Bayesian Nonparametric Models for Segmentation of Time-Series
Our goal is to build a system that allows helping users manage their privacy settings on online social networks (OSNs) like Facebook (FB). As an example, consider a user on FB who employs it in his role as an employee, but also as a private person in his leisure time. By learning his usual role behavior the idea is to, e.g., help prevent accidental cross-posts.

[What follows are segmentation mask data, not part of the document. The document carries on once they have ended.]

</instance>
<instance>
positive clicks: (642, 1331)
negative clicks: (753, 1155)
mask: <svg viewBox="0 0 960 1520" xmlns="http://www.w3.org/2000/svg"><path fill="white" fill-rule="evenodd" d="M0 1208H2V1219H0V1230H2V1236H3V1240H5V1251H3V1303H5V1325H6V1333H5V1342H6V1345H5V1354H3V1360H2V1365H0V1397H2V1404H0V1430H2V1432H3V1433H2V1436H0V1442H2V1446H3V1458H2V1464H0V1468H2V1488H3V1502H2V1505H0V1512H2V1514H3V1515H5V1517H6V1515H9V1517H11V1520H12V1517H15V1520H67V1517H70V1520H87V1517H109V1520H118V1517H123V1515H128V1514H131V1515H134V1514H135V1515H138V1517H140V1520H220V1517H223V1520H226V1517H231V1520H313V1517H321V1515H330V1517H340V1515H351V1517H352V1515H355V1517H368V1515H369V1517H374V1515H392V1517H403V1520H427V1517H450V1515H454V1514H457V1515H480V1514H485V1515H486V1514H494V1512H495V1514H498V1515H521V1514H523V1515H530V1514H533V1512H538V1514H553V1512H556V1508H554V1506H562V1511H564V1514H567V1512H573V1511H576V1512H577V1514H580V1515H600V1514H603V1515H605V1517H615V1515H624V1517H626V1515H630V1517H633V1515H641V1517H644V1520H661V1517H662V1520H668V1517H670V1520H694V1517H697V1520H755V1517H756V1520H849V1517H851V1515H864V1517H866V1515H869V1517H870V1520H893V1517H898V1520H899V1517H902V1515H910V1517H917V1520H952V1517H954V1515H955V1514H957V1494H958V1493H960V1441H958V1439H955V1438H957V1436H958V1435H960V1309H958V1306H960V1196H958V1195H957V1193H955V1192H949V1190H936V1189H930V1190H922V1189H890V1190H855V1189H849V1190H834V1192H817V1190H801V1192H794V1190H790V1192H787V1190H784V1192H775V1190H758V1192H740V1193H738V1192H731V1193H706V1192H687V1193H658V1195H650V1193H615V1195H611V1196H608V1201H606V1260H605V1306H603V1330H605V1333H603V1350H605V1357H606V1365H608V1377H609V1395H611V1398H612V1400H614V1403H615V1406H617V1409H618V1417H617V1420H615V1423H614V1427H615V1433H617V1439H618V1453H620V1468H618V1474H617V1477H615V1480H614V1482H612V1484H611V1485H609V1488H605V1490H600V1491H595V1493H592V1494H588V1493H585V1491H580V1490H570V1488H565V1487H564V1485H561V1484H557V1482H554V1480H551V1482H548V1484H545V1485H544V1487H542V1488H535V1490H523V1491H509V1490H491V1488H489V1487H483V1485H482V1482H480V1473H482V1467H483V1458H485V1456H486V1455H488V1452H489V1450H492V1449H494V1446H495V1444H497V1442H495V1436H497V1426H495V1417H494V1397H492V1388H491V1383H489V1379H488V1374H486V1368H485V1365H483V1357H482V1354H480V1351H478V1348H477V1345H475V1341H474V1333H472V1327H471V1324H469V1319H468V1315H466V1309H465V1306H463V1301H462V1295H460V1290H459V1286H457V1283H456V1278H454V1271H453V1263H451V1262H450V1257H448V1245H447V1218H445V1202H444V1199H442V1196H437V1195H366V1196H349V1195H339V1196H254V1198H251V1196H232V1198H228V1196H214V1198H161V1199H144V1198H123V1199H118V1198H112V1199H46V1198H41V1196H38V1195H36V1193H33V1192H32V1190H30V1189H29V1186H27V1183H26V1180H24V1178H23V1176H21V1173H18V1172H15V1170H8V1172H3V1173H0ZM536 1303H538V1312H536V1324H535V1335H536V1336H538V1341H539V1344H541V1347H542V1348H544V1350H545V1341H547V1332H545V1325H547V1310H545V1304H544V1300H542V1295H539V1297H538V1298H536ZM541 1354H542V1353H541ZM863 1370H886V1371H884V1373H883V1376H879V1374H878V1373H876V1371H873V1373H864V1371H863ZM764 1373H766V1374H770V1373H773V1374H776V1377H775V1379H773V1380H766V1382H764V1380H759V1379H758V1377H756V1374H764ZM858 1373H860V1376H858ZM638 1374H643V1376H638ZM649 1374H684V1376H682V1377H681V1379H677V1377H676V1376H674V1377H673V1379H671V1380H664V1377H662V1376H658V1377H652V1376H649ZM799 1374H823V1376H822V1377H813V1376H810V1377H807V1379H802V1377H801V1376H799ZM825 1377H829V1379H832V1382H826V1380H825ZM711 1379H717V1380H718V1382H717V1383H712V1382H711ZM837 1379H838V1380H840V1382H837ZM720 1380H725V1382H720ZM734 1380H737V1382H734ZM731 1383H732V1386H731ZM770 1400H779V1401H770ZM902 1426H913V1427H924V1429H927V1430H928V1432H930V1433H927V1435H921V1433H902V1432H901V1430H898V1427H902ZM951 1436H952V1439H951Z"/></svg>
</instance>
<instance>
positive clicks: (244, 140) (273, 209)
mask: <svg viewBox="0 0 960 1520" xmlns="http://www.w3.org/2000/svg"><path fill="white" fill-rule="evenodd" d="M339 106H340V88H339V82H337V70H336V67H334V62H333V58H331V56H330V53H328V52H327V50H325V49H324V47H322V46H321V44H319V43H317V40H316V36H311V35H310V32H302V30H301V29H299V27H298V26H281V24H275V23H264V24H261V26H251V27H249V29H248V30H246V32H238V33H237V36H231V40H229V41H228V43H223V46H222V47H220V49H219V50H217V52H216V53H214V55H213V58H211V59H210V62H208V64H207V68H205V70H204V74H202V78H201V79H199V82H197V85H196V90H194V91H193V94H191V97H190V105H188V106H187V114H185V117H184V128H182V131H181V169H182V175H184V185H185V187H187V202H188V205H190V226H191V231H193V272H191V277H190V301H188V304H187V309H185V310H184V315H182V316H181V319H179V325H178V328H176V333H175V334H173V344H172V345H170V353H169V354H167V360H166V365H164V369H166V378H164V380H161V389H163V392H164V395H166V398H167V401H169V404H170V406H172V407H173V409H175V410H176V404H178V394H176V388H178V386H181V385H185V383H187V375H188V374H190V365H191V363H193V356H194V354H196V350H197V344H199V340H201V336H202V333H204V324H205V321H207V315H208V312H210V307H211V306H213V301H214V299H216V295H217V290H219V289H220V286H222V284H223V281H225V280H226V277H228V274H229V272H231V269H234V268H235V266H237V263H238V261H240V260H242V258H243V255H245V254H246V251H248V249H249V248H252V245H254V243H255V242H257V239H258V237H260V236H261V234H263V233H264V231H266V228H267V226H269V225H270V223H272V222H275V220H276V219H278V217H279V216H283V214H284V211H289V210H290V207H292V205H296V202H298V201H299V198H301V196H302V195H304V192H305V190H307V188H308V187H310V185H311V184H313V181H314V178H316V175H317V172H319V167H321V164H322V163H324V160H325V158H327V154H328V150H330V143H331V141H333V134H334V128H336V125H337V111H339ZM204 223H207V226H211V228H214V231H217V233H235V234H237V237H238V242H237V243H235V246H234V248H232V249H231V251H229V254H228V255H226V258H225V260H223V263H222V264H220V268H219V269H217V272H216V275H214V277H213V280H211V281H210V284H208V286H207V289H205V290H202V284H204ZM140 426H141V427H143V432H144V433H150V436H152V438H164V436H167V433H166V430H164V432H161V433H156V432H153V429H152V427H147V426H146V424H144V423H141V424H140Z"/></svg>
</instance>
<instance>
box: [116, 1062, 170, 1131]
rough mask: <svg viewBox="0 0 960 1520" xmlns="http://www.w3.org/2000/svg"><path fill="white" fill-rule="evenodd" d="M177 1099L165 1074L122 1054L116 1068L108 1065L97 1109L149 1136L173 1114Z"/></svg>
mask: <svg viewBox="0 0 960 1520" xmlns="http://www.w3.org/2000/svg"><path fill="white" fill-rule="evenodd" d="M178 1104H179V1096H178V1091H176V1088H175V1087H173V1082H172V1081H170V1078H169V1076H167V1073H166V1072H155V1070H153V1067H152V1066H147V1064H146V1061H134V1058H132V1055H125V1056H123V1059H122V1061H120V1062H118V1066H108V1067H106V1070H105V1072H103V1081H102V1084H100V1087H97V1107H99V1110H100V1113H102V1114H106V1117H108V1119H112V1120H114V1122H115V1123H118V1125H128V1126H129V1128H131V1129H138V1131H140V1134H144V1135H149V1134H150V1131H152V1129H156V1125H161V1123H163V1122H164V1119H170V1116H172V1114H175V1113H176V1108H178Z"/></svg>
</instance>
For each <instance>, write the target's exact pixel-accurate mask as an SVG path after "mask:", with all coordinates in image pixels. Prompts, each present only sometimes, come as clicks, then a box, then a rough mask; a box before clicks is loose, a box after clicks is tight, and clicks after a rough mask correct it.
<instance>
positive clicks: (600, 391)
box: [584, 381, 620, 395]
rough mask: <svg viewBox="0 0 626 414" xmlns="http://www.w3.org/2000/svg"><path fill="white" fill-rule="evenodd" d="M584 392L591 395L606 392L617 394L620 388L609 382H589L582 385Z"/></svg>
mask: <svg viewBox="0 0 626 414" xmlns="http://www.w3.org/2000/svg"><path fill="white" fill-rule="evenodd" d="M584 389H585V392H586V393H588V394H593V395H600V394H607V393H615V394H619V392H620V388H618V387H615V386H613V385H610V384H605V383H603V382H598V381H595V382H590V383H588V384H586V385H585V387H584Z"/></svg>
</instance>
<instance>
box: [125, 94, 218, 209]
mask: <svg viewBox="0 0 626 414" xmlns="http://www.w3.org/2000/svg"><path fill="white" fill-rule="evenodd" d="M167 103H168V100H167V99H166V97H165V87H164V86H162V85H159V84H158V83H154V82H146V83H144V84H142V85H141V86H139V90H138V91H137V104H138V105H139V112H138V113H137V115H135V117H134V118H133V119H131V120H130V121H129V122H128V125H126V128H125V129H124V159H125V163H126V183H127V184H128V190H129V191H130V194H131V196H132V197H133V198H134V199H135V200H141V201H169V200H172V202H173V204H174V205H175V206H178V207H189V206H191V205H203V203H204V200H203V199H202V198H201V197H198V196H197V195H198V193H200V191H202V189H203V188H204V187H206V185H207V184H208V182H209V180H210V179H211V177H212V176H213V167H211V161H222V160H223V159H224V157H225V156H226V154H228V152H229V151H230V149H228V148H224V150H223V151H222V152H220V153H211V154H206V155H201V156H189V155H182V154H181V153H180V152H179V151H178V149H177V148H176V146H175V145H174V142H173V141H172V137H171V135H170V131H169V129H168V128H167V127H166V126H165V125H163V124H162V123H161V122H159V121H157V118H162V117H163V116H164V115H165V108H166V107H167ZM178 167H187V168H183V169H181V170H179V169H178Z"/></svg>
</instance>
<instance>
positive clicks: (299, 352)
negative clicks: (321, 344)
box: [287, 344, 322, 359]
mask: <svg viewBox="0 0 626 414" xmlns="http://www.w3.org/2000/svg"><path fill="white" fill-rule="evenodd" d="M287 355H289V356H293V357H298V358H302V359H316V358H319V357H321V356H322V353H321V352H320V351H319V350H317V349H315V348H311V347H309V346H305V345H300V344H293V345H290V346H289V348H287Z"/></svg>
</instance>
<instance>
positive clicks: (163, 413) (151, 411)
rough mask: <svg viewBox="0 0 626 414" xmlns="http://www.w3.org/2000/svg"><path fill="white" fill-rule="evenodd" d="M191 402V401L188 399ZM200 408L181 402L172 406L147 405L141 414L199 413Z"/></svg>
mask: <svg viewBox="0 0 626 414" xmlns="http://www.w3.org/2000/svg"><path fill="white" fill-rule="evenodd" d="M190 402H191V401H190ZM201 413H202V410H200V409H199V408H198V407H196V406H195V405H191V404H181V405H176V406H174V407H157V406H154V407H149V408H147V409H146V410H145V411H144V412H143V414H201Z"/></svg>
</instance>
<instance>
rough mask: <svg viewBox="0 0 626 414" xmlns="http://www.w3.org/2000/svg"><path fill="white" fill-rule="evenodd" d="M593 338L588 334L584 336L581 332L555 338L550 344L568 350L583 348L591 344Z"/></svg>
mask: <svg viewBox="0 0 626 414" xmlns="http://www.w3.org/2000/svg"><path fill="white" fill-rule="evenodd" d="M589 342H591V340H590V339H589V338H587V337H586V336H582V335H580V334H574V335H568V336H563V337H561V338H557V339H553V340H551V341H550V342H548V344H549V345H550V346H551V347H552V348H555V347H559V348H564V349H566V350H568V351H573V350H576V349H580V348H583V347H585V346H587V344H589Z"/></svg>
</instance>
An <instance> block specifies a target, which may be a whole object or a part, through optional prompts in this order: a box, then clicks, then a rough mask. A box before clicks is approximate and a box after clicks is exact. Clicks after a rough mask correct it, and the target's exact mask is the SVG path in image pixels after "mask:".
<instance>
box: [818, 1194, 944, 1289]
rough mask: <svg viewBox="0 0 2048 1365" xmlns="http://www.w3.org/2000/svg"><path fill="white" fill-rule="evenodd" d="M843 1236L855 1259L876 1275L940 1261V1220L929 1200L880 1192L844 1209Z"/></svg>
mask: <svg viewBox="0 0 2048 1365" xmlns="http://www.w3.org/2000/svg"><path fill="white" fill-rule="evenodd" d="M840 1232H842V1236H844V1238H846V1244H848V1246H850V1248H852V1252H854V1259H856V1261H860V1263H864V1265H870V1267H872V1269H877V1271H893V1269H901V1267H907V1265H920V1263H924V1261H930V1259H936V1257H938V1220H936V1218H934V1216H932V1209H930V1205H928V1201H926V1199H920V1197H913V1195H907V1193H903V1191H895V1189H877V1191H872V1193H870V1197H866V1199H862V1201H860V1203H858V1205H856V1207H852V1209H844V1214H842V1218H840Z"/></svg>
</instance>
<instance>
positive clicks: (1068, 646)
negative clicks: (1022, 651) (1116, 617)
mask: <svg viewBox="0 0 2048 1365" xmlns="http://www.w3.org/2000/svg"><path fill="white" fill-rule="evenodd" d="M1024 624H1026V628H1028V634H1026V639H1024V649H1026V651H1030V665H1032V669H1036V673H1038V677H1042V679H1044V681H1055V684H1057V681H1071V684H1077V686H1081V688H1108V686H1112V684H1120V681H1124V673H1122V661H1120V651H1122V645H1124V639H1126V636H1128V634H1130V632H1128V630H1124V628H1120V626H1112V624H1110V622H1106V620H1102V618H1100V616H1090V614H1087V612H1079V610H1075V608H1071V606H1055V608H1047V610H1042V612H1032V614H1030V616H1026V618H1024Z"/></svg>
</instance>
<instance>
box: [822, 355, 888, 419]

As my focus is on Machine Learning, I try to look at a generalization of this problem:
- Input Sequential data, i.e. discrete-valued sequences with an underlying temporal order
- Problems Clustering of sequences, Segmentation of sequences, Learning a model for prediction of future observations, etc
- Constraints Plain results for simple interpretation, detailed results for prediction
Given a set of discrete-valued sequences, the goal is to learn accurate models that can effectively be turned into predictors for future observations while yielding plain results. For this end, we develop Bayesian nonparametric (BNP) models for sequence clustering/segmentation. In the context of Knowledge Discovery, BNP models are especially useful as they adjust their complexity to the data.
As the current work focuses on arbitrary discrete-valued sequences with an underlying temporal order, towards the end of my Ph.D. I’ll have to map the results back to the specific scenario on OSNs.